Water reflections on a roof

Nachdem ich viel über das Schreiben von Romanen und Krimis gelesen habe und mir noch mehr Gedanken über meine Kurzgeschichten gemacht habe, fing ich an, mit meinem Schreibstil und dem Konzept zu experimentieren.

Eine Idee war, dass unsere beiden Abenteurer nicht einfach so in den Traumwelten aufwachen. Ich erfand ein Gerät, das sogenannte Ecom, das eine kontrollierte Reise in die Traumwelten ermöglichte. Später verwarf ich die Idee wieder. Sie war viel zu technisch, nahm zu viel Raum in den Geschichten ein und verschob das Genre mehr in Richtung Science-Fiction, als mir lieb war.

Außerdem war ich mir nicht sicher, welche Erzählperspektive ich wählen sollte, also versuchte ich es in dieser Geschichte mit der des personalen Erzählers.

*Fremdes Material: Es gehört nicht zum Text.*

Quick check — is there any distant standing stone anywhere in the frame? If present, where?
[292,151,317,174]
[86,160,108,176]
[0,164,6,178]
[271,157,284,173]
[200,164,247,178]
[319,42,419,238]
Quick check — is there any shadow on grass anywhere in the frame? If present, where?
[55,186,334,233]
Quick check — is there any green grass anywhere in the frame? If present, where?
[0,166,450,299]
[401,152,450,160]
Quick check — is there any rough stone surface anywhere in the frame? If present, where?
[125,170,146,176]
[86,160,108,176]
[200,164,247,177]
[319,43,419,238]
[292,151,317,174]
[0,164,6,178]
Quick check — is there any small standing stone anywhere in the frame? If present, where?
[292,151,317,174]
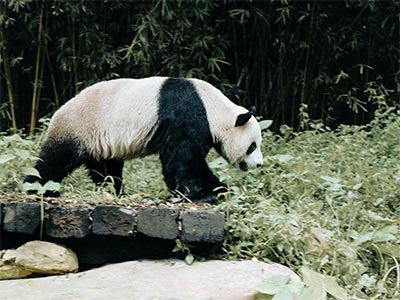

Der folgende Text sollte als Auftakt zur eigentlichen Reihe dienen. Es handelt sich um eine Rückblende, die dem Leser die beiden Protagonisten vertraut machen und den Beginn der ersten Episode erklären sollte.


Milchgeld

Vor den Montagen hatte er am meisten Angst. Nicht dass Dian die anderen Tage einer Woche wesentlich besser gefallen hätten, an denen er zum Unterricht musste, aber montags bekam er von seiner Mutter immer das Geld, das die Grundschule für die Milch der kommenden Woche einsammelte. Das stellte ihn vor ein großes, für ein achtjähriges Kind fast unlösbares Problem.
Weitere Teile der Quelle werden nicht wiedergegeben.